Parents of Disabled Students Push for Separate Classes

Robert Tomsho:

Last fall, groups who favor placing disabled students in regular classrooms faced opposition from an unlikely quarter: parents like Norette Travis, whose daughter Valerie has autism.
Valerie had already tried the mainstreaming approach that the disability-advocacy groups were supporting. After attending a preschool program for special-needs students, she was assigned to a regular kindergarten class. But there, her mother says, she disrupted class, ran through the hallways and lashed out at others — at one point giving a teacher a black eye.
“She did not learn anything that year,” Ms. Travis recalls. “She regressed.”
As policy makers push to include more special-education students into general classrooms, factions are increasingly divided. Advocates for the disabled say special-education students benefit both academically and socially by being taught alongside typical students. Legislators often side with them, arguing that mainstreaming is productive for students and cost-effective for taxpayers.
Some teachers and administrators have been less supportive of the practice, saying that they lack the training and resources to handle significantly disabled children. And more parents are joining the dissenters. People like Ms. Travis believe that mainstreaming can actually hinder the students it is intended to help. Waging a battle to preserve older policies, these parents are demanding segregated teaching environments — including separate schools.

More on from the Wall Street Journal on Mainstreaming.
Joanne has more.

2 thoughts on “Parents of Disabled Students Push for Separate Classes”

  1. The state of Florida already has “charter” schools specifically for autistic children. Every state should look at what they have done.

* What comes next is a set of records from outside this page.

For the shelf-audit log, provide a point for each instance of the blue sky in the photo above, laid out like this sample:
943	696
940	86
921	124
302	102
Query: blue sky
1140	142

  2. In response to the article, Pamela Winton (senior scientist at FPG Child Development Institute) prepared the following letter to the editor. As of December 4th, The Journal has not printed any letters referencing the article.
    Robert Tomsho’s article, “Parents of Disabled Students Push for Separate Classes,” is the WSJ’s second recent front page story to attack the merits of inclusion. While these articles raise legitimate concerns, they distort the issue by focusing only on the symptoms (the conflict), rather than the actual problems that need to be addressed.
    Inclusion is like anything else. When done poorly, it doesn’t work. And simply calling something inclusion, does not make it so. In the most basic terms, inclusion flips the old special education model on its head. Instead of moving children to isolated classrooms to receive specialized services, inclusion requires that the services be brought to the child in the regular classroom—the same one that his or her typically developing peers attend. And far from the disastrous outcomes reported by the Wall Street Journal, when done correctly research shows that all children benefit—those with and without disabilities.
    For inclusion to be successful, specialists, teachers and families must actively collaborate to best meet the needs of children with disabilities. There must be active support for inclusion from the administration and ongoing professional development. In other words, the resources to support inclusion must be in place to allow all children to reap its benefits. This was clearly not the case in the situations the Journal described.
    In some early childhood education programs effective inclusion practices are becoming the norm. And when done well, it is producing significant results for children across a range of abilities. Research shows that children with disabilities make developmental gains in inclusive classroom. They engage in more positive behaviors. Parents report gains in social skills, acceptance by peers, and developmental gains.
    Typically developing children also benefit. In one study parents reported that their child was more accepting of human differences, more aware of other children’s needs, had less discomfort around people with disabilities, and had less prejudice about people who behaved differently.
    The articles do raise valid concerns for what happens when educators call something inclusion, but in reality practice “dumping”—simply placing children with disabilities in the same classroom as their typically developing peers. Inclusion is much more. Rather than using inclusion as a scapegoat for problems in schools, we should be providing the resources to support it and allowing all children to reap its benefits.